Flow‐Cytometric Analysis of Erythrocytic Blood Group A Antigen Density Profile

Abstract

Blood group A antigen density on red blood cells (RBC) was studied using flow cytometry (FCM) and fluoresceinated polyclonal and monoclonal IgG anti‐A antisera. Agglutination was a problem, which could only be solved by prefixation of the RBC with glutaraldehyde or formaldehyde.

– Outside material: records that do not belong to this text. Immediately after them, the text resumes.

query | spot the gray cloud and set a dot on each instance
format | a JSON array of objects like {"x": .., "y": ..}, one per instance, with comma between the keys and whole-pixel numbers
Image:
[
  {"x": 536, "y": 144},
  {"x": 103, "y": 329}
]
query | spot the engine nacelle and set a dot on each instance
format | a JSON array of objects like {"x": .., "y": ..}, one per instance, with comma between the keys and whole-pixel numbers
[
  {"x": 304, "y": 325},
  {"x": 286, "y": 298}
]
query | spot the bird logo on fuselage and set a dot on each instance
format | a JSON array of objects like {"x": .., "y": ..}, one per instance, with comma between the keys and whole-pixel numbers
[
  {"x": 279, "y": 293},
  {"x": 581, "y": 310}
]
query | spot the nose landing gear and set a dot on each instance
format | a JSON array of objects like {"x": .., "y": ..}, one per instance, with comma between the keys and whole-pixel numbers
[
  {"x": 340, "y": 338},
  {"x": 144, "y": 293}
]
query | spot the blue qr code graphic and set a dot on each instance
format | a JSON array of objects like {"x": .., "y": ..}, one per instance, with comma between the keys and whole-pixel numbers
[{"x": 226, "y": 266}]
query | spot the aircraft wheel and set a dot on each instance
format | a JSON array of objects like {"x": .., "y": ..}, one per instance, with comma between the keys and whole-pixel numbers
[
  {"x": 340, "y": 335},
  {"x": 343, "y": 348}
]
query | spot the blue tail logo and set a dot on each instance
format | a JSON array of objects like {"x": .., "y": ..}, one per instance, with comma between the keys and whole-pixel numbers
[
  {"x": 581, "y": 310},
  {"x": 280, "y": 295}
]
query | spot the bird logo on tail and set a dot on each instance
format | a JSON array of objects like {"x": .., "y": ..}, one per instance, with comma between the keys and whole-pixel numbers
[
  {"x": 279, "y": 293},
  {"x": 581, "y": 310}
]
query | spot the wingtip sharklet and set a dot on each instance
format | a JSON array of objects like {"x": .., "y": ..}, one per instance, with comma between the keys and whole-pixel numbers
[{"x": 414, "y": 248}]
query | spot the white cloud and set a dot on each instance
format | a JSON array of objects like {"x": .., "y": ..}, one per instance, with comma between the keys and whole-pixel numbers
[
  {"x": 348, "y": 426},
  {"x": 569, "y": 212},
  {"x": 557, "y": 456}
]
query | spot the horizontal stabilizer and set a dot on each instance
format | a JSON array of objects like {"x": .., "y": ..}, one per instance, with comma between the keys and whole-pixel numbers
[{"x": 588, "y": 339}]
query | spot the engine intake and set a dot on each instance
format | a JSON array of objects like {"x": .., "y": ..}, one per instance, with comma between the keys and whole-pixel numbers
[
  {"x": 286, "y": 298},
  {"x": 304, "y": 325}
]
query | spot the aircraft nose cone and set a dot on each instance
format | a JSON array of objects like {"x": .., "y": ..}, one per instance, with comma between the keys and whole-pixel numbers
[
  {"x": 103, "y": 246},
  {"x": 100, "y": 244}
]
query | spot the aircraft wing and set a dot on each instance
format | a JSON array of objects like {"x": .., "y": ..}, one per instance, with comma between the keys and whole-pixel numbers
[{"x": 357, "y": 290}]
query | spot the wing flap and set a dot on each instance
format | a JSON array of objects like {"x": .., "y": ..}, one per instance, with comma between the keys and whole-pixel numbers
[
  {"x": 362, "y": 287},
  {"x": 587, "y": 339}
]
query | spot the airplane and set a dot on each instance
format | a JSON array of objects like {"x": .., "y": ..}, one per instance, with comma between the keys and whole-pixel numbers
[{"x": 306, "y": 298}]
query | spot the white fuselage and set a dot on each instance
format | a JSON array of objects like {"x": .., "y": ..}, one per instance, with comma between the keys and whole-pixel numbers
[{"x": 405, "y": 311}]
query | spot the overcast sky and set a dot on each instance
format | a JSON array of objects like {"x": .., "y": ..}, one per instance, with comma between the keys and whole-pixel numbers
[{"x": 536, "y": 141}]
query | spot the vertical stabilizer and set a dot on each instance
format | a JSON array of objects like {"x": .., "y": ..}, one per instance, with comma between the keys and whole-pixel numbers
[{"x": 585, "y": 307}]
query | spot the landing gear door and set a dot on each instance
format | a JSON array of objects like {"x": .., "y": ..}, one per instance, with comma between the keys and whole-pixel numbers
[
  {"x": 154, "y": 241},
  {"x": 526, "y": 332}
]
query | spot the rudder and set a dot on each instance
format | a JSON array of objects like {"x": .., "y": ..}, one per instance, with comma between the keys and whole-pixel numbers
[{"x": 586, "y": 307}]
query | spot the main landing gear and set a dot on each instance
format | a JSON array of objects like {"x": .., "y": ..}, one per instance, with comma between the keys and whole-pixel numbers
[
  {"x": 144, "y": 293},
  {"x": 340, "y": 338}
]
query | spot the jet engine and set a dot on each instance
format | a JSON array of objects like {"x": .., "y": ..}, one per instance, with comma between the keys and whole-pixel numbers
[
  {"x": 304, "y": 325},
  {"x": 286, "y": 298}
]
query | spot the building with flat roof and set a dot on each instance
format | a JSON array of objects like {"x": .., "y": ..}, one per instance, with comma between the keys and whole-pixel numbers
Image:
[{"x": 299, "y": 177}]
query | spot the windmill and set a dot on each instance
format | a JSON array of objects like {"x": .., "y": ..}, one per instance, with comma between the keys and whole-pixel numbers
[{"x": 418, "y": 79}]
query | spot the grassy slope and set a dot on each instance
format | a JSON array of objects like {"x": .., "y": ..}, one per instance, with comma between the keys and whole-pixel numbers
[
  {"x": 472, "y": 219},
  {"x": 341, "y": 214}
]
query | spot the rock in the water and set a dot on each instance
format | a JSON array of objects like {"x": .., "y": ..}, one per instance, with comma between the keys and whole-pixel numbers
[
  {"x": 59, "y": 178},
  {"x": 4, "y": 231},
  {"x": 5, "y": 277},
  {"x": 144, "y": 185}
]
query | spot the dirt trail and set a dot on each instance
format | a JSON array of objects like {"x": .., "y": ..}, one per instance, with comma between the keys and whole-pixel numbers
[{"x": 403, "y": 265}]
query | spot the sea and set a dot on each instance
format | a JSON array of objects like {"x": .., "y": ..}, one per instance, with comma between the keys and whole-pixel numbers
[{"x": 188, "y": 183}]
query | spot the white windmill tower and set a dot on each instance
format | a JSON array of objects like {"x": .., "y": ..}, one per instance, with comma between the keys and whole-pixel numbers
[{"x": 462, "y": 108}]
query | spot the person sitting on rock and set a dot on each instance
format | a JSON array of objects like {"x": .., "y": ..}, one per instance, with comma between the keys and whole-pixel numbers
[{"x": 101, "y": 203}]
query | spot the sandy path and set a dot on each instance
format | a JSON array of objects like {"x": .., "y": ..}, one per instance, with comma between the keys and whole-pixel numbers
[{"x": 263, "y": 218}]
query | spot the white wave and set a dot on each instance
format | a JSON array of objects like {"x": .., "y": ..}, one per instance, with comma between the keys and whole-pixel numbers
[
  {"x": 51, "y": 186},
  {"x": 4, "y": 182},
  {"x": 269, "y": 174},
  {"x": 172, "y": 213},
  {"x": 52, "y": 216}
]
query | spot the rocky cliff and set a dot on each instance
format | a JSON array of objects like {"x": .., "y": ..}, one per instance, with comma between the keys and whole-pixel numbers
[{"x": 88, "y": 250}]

However, this treatment resulted in a significant reduction of the number of antigen sites as compared to the native (i.e. nonfixed) RBC. Two major new findings came out of this study: (1) A antigen density on native RBC seems to be higher than previously recognized, and (2) A antigen density distribution is probably non‐Gaussian. The absolute number of A antigen sites was determined, using a human polyclonal IgG antiserum and commercially available absolute fluorescence standards. The site numbers on fixed RBC were comparable to those found by earlier radioimmunological studies (× 10⁶/RBC): A₁, 1.07 ± 0.28; A₂,0.21 ± 0.09; A₁B, 0.79 ± 0.26 sites (mean ± SD). The values found for native RBC were considerably higher (× 10⁶/RBC): A₁, 2.86 ± 0.95; A₂,0.47 ± 0.29; A₁B, 1.98 ± 0.58 sites (mean ± SD). With the 1 monoclonal and the 3 polyclonal antisera used in this study, and in contrast to Rh D, the erythrocytic A antigen density distribution of a given sample is highly asymmetrical. This non‐Gaussian distribution profile does not seem to be affected by such factors as antibody heterogeneity, variability in antibody fluoresceination range, RBC density and reticulocyte content. This suggests that the asymmetrical A antigen distribution may be an intrinsic property of the RBC population.